Firmat, Cyril; Litrico, Isabelle.
Afiliación
  • Firmat C; AGIR, INRAE, University of Toulouse, Castanet-Tolosan, France.
  • Litrico I; P3F UR 004, INRAE, Le Chêne RD150, Lusignan, France.
Front Plant Sci ; 13: 733996, 2022.
Article en En | MEDLINE | ID: mdl-36340376
Plant breeding is focused on the genotype and population levels while targeting effects at higher levels of biodiversity, from crop covers to agroecosystems. Making predictions across nested levels of biodiversity is therefore a major challenge for the development of intercropping practices. New prediction tools and concepts are required to design breeding strategies with desirable outcomes at the crop community level. We reviewed theoretical advances in the field of evolutionary ecology to identify potentially operational ways of predicting the effects of artificial selection on community-level performances. We identified three main types of approaches differing in the way they model interspecific indirect genetic effects (IIGEs) at the community level: (1) The community heritability approach estimates the variance for IIGE induced by a focal species at the community level; (2) the joint phenotype approach quantifies genetic constraints between direct genetic effects and IIGE for a set of interacting species; (3) the community-trait genetic gradient approach decomposes the IIGE for a focal species across a multivariate set of its functional traits.
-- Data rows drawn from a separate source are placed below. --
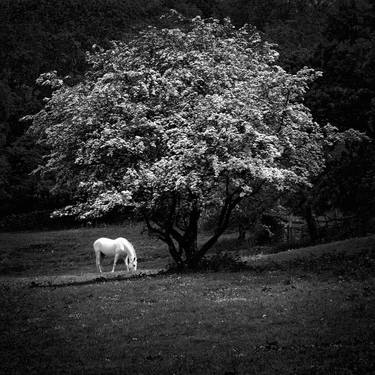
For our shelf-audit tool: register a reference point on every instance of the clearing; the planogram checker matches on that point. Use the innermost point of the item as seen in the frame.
(305, 311)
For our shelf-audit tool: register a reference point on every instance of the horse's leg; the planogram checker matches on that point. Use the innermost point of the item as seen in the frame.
(115, 261)
(98, 258)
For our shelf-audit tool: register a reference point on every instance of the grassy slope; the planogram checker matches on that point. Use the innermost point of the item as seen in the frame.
(313, 315)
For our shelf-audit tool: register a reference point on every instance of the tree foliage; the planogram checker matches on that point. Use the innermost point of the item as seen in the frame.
(177, 123)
We discuss the potential operational capacities of these approaches and stress that each is a special case of a general multitrait and multispecies selection index. Choosing one therefore involves assumptions and goals regarding the breeding target and strategy. Obtaining reliable quantitative, community-level predictions at the genetic level is constrained by the size and complexity of the experimental designs usually required. Breeding strategies should instead be compared using theoretically informed qualitative predictions. The need to estimate genetic covariances between traits measured both within and among species (for IIGE) is another obstacle, as the two are not determined by the exact same biological processes. We suggest future research directions and strategies to overcome these limits. Our synthesis offers an integrative theoretical framework for breeders interested in the genetic improvement of crop communities but also for scientists interested in the genetic bases of plant community functioning.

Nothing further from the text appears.